John Langan est étatsunien et a donc lui-même ses propres traumas, ceux d’une Amérique post 11/09, qui remplace désormais – ou se cumule à – ceux de la Guerre Froide, Viet Nam en tête. Car Roger, celui dont la narratrice conte la disparition, ne jure que par le pouvoir de l’esprit, et plus particulièrement celui de la littérature, mais son fils Ted a choisi une autre voix – en opposition – en s’engageant dans l’armée. Et même si la patrie de l’oncle Sam se vante d’une écrasante supériorité technologique, la guerre asymétrique s’est enlisée dans une naïve tentative d’implanter la démocratie à coups de bottes de GI, et Ted est victime d’un attentat sur le sol afghan. L’équilibre qui s’était alors mis en place, à toutes les échelles, vacille et la raison s’effrite devant le chagrin, la colère et surtout la culpabilité refoulée. L’auteur montre la difficulté de faire son deuil quand tant de problèmes restent non réglés, et que l’on est partiellement responsable de certaines tragédies, que les maillons des chainent s’accumulent. Roger et Ted se détestaient. Les personnages mentent, ouvertement ou par omission, réécrivent le passé à grands renforts de faux souvenirs ou de moments choisis ; face aux secrets de famille, c’est souvent la solution la plus simple qui est appliquée : dos rond, déni, contournement, et la fuite dans une certaine mesure si c’est une option facile. Pendant ce temps, la maison observe et attend.
House of Windows est un texte d’épouvante qui atteint déjà parfaitement son objectif.
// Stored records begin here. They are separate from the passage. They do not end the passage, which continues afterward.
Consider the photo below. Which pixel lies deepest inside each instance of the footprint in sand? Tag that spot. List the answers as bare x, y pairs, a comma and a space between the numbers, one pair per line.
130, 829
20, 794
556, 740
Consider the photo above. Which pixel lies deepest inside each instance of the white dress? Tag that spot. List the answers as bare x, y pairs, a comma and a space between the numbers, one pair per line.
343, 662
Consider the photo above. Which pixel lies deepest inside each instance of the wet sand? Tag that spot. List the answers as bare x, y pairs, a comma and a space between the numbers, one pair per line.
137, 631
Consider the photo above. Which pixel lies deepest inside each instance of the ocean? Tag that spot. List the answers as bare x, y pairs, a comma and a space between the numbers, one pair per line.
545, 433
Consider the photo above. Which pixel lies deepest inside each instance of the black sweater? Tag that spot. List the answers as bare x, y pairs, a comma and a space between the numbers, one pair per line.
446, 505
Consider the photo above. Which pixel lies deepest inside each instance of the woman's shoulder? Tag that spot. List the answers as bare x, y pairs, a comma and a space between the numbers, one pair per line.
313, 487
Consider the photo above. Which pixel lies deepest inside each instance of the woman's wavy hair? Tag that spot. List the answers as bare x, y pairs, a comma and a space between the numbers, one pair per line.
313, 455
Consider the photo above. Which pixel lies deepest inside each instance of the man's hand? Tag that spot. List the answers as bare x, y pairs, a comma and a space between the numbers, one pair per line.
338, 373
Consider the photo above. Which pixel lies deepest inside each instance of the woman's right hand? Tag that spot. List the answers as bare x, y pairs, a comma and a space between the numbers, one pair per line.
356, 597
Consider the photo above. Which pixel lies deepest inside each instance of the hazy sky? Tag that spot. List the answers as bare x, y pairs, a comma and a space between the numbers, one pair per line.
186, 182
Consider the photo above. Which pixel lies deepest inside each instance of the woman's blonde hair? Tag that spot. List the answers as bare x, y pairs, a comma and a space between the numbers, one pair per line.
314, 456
C’est aussi une analyse fine et sans concession, voire un peu pessimiste, d’un invariant des individus : l’héritage comme une longue chaîne, dont on s’accommode souvent.
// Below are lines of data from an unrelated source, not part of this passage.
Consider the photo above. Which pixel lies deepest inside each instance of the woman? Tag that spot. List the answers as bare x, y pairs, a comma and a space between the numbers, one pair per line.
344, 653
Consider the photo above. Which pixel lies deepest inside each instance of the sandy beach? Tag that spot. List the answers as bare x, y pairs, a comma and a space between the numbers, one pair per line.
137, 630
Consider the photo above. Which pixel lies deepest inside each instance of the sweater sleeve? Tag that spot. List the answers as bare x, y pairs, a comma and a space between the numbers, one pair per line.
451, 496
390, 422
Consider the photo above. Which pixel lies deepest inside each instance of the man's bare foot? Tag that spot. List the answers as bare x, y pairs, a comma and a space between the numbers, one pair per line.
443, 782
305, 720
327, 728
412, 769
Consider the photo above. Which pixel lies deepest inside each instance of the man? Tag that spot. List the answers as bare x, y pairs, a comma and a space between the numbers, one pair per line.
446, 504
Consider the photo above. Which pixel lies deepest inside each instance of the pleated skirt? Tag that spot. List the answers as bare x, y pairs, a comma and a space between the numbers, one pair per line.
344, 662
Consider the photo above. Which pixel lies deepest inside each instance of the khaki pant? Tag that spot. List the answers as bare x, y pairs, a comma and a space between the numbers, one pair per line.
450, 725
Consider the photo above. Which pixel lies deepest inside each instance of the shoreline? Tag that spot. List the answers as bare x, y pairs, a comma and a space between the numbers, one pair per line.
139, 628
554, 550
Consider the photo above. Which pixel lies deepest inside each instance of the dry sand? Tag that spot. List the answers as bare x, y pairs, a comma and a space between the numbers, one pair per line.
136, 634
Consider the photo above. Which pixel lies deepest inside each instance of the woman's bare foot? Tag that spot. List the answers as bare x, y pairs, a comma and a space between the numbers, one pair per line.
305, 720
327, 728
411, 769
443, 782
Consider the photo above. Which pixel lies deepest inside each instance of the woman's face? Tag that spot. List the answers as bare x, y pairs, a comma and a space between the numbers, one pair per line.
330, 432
Vous aimerez si aimez les maisons hantées, Dickens, la folie.
Les –
- Une couverture qui manque d’inspiration (et qui n’est pas fidèle à la description…)
- Un peu lent
- Des réactions de la narratrice parfois surprenantes (mais fuis bordel !)
Les +
- Une revisite originale de la classique maison hantée
- La question des traumas
- L’intégration dans une plus grande Histoire
Extraits choisis de House of Windows sur la blogosphère : dommage mais prometteur au Syndrome Quickson, riche et dense pour Gromovar.
Résumé éditeur
« Tout le monde me demande ce qui, selon moi, est arrivé à Roger, disait Veronica Croydon, et si je ne donne pas de réponse immédiate, on s’empresse de m’en proposer une. Mais personne ne comprendrait. Enfin, personne ne me croirait. Reste un peu, et je vais te dire ce qui s’est passé. »
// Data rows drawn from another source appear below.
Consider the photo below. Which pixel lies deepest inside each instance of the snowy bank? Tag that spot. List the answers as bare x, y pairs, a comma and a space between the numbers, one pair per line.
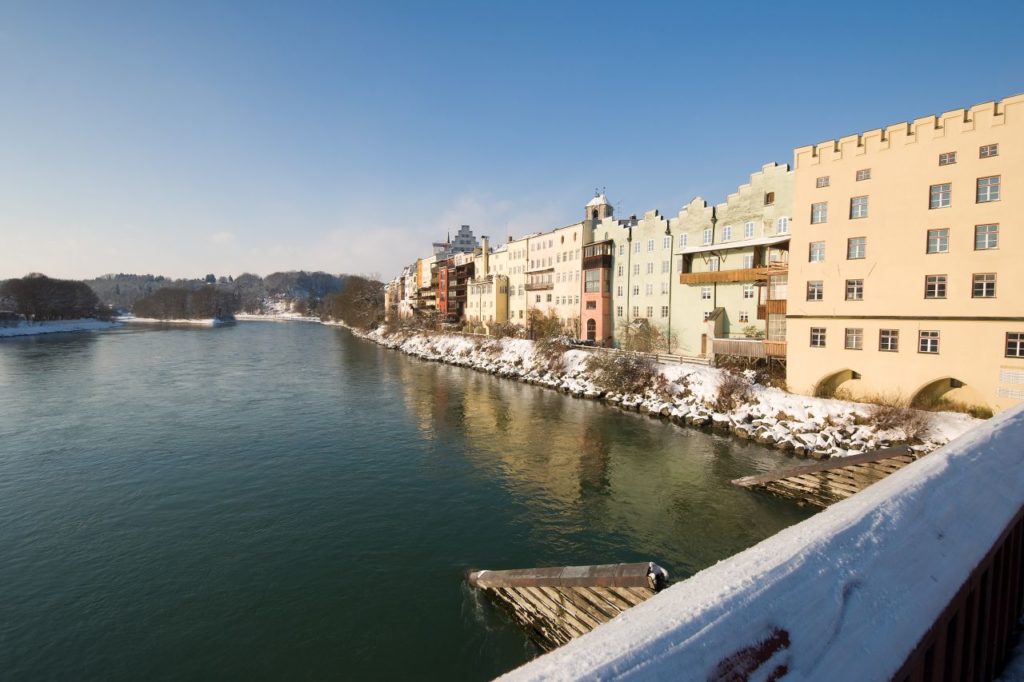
56, 327
845, 595
686, 394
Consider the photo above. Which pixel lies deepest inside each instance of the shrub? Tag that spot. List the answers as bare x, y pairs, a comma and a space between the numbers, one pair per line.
734, 388
623, 372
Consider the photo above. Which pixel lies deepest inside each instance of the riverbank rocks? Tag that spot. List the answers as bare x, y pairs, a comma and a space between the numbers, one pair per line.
684, 394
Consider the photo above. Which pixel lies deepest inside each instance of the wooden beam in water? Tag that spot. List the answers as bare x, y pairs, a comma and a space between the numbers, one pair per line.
555, 605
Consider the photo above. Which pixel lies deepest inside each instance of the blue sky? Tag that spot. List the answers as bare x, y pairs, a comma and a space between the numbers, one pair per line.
183, 138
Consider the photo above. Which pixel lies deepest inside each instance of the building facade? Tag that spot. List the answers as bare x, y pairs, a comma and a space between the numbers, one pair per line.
905, 273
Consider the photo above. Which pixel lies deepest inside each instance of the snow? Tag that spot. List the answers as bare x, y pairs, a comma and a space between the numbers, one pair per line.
854, 588
59, 326
811, 426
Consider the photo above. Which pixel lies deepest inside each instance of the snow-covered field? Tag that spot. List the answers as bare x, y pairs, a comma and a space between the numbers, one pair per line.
806, 425
845, 595
56, 327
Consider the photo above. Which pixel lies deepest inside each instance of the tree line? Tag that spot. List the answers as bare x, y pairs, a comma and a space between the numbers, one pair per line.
40, 298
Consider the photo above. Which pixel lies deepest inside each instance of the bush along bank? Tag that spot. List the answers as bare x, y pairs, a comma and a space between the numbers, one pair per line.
692, 395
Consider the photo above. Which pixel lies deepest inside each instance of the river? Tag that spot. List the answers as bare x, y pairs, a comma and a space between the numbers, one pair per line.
271, 501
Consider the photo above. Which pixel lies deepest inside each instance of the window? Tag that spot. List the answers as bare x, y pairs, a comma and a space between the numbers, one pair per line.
939, 196
928, 342
984, 286
889, 340
819, 213
858, 207
935, 286
815, 291
816, 252
986, 237
1015, 344
938, 241
856, 248
988, 188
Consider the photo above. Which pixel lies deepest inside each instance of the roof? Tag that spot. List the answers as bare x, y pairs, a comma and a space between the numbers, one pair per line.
739, 244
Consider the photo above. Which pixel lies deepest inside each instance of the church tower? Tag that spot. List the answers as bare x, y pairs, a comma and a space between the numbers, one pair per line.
598, 208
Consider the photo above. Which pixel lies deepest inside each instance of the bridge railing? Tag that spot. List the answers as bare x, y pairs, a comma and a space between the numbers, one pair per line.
916, 578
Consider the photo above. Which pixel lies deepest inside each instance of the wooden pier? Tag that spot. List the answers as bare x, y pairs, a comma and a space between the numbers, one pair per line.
555, 605
826, 482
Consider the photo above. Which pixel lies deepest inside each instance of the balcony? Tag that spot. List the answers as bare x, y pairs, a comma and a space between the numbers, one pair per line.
752, 348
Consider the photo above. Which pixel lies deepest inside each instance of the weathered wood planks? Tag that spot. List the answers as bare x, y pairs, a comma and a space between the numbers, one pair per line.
823, 483
555, 605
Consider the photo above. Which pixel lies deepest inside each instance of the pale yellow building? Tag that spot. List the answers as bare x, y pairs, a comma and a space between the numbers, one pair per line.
904, 274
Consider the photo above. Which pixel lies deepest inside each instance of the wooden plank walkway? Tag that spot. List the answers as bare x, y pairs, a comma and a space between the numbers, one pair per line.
826, 482
556, 605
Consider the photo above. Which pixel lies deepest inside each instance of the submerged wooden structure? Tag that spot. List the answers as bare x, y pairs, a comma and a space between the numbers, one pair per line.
826, 482
555, 605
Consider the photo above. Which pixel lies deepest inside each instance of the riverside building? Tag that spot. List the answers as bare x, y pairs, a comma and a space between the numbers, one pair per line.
905, 271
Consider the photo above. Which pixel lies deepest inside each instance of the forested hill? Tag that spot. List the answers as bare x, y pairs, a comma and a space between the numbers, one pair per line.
251, 292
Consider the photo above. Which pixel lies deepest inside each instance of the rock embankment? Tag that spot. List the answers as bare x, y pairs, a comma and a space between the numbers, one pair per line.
686, 394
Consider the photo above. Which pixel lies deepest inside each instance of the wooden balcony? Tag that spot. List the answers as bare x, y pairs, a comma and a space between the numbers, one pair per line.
753, 348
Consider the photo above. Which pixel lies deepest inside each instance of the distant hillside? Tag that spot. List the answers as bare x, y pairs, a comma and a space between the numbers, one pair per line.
250, 292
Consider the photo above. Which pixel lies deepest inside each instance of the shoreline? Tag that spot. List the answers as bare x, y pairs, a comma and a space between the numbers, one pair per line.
797, 425
57, 327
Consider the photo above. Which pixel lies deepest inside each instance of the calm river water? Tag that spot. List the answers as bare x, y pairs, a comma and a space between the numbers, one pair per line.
283, 501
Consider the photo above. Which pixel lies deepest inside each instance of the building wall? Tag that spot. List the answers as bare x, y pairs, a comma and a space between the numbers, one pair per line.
903, 162
747, 228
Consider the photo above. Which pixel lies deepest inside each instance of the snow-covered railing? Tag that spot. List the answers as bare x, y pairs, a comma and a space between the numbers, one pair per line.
919, 577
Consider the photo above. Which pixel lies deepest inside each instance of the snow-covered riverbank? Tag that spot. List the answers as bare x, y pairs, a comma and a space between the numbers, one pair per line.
687, 395
56, 327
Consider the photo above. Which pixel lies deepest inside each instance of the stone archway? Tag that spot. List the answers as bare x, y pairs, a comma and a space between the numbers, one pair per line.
827, 385
949, 390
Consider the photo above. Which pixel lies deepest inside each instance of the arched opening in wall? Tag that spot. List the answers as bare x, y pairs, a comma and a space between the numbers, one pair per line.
949, 393
844, 384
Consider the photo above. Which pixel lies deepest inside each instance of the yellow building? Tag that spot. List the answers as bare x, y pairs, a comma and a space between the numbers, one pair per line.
904, 275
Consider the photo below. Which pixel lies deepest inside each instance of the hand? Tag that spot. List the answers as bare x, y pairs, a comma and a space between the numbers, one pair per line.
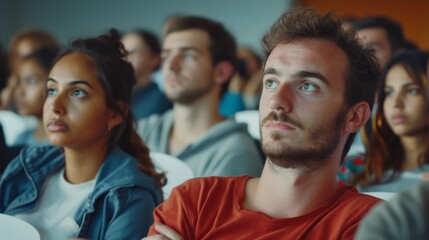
166, 233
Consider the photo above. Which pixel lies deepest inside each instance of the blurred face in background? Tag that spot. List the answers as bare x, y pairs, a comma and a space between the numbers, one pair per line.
30, 92
187, 65
22, 49
141, 57
251, 62
404, 105
377, 39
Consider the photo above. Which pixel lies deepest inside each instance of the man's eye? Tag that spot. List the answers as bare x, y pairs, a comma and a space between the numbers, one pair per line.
308, 87
188, 56
52, 92
79, 93
270, 84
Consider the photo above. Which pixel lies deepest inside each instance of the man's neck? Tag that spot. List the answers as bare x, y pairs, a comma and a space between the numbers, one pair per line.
191, 122
414, 147
142, 81
286, 193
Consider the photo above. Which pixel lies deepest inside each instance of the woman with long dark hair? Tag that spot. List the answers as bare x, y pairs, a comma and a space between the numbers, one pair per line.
398, 153
98, 181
La disparition de Roger Croydon, éminent universitaire spécialiste de Dickens, attise toutes les curiosités. Un mystère qui mène inexorablement à la demeure du couple, Belvedere House, et à son armée de fenêtres, baignées de lueurs étranges…
House of Windows de John Langan, aux éditions J’ai lu (2025, VO 2009), traduction Thibaud Eliroff, 576 pages.